The research supporting this approach includes observations that Ms-HflX (another ribosome splitting factor) strongly associates with ribosomal subunits in vivo in bacteria exposed to erythromycin or clindamycin . This suggests that targeting ribosome recycling factors could be a viable strategy for enhancing antibiotic efficacy.

What comparative insights can be gained from studying RRF across different Mycobacterium species?

Comparative analysis of RRF across different Mycobacterium species offers valuable insights into both fundamental biology and potential therapeutic applications:

• Evolutionary Conservation and Divergence: Comparing RRF sequences and structures across pathogenic (M. tuberculosis, M. abscessus) and non-pathogenic (M. smegmatis) mycobacteria reveals conserved functional domains and species-specific adaptations.

• Differential Antibiotic Susceptibility: Species-specific variations in RRF function may contribute to differences in intrinsic antibiotic resistance profiles.
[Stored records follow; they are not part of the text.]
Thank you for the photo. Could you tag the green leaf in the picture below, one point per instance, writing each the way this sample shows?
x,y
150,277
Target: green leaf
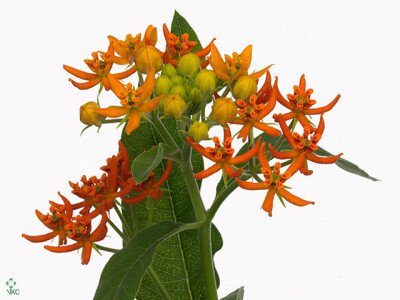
x,y
341,163
180,26
123,273
236,295
146,162
346,165
177,260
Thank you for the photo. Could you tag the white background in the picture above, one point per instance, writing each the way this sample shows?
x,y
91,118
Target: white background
x,y
345,247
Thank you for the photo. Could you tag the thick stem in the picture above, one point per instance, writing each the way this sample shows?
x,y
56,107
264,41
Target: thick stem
x,y
207,262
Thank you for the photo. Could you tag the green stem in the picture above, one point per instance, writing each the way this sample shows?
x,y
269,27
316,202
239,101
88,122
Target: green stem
x,y
124,222
163,131
120,233
157,281
204,231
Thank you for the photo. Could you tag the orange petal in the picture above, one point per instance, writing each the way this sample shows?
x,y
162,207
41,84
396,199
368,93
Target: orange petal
x,y
251,185
124,74
231,172
80,74
246,156
150,105
292,198
113,111
323,160
262,157
133,122
208,172
268,201
40,238
320,110
85,85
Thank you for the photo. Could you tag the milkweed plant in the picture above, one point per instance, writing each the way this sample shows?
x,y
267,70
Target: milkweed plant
x,y
167,99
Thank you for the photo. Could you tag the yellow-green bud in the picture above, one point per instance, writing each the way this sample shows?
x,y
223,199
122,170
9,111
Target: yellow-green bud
x,y
88,115
199,131
195,95
205,81
169,70
189,65
244,87
180,90
163,85
177,80
147,58
174,106
224,110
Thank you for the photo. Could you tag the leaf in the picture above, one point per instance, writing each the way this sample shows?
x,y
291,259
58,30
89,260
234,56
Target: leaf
x,y
177,260
146,162
346,165
341,163
236,295
123,273
180,26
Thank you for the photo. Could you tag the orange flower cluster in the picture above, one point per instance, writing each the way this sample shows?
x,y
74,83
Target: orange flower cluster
x,y
98,197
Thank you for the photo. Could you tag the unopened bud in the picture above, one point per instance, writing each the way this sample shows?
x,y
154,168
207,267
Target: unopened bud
x,y
177,80
244,87
174,106
189,65
205,81
199,131
224,110
180,90
163,85
147,58
88,115
169,70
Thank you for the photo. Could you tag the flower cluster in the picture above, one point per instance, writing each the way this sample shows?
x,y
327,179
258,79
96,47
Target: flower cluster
x,y
98,196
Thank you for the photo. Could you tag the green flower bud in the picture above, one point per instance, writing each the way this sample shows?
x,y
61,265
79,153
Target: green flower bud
x,y
195,95
180,90
88,115
189,65
174,106
163,85
169,70
205,81
244,87
224,110
199,131
177,80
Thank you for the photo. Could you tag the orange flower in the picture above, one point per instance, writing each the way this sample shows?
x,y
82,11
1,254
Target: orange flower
x,y
61,216
222,155
253,111
179,46
101,191
101,69
273,183
235,66
80,231
149,187
300,104
129,49
133,102
303,147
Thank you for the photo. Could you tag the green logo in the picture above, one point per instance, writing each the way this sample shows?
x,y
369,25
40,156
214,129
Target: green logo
x,y
11,284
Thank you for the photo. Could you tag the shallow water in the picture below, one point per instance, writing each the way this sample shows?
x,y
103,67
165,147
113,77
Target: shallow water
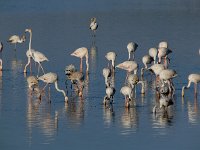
x,y
60,28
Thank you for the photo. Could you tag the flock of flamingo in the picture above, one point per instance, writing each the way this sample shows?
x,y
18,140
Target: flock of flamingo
x,y
157,59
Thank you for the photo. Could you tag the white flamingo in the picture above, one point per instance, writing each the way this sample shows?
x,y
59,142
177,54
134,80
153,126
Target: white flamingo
x,y
163,44
50,78
1,47
156,68
32,82
82,52
131,49
127,92
1,64
128,66
14,39
166,75
106,74
195,78
163,53
111,56
146,60
93,25
153,53
36,55
133,80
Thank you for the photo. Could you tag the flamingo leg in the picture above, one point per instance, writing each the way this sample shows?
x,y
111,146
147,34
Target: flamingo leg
x,y
30,67
38,70
49,93
42,68
195,89
81,65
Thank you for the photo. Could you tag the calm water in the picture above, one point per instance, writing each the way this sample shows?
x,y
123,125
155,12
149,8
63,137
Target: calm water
x,y
61,27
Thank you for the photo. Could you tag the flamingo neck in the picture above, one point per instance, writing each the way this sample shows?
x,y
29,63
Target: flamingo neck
x,y
59,90
87,62
143,87
1,64
183,89
29,60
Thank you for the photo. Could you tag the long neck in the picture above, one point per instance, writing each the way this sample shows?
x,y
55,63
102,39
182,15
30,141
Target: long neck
x,y
1,64
29,60
59,90
87,62
143,88
30,41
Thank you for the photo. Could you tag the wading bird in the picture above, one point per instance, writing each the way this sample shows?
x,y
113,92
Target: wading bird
x,y
131,49
153,53
1,64
36,55
127,92
50,78
14,39
128,66
195,78
82,52
1,47
146,60
111,56
93,25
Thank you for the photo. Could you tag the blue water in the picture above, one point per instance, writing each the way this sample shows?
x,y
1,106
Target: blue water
x,y
60,27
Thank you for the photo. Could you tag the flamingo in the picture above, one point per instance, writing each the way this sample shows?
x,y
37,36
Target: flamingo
x,y
1,47
32,82
163,44
131,49
76,78
153,53
110,56
128,66
163,52
82,52
134,80
69,69
36,55
93,25
127,92
146,60
106,74
110,92
195,78
14,39
166,75
1,64
50,78
156,68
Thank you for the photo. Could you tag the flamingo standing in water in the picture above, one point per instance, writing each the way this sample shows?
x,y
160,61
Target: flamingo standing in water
x,y
50,78
127,92
1,47
146,59
1,64
14,39
93,25
163,44
163,53
32,82
153,53
82,52
106,74
195,78
111,56
36,55
128,66
131,49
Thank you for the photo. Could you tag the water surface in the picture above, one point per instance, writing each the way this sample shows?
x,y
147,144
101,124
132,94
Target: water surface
x,y
61,27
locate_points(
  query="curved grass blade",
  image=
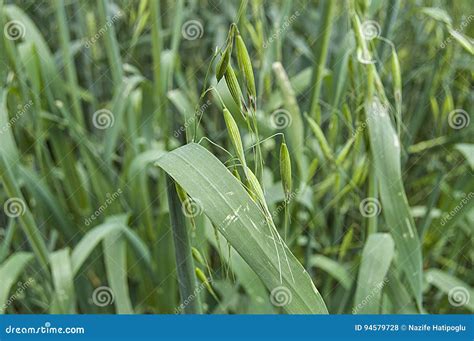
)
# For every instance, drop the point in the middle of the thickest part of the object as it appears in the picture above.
(64, 301)
(9, 273)
(242, 223)
(115, 223)
(376, 258)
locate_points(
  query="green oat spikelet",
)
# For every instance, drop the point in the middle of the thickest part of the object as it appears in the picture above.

For example, while rifampicin is effective against M. tuberculosis, it is ineffective against M. abscessus despite the absence of mutations in the rifampicin resistance determining region .

• Host-Pathogen Interaction Impacts: Differences in RRF function may influence bacterial survival under host-imposed stresses, particularly in macrophages where translation inhibition is a key defense mechanism.

• Model System Development: Insights from more tractable mycobacterial species (like M. smegmatis) can inform experimental approaches for studying RRF in more challenging pathogenic species.

Research has demonstrated that expression of M. abscessus resistance factors in M. tuberculosis can confer rifamycin tolerance, suggesting functional conservation despite evolutionary divergence . This approach of heterologous expression represents a valuable tool for comparative functional studies of RRF across mycobacterial species.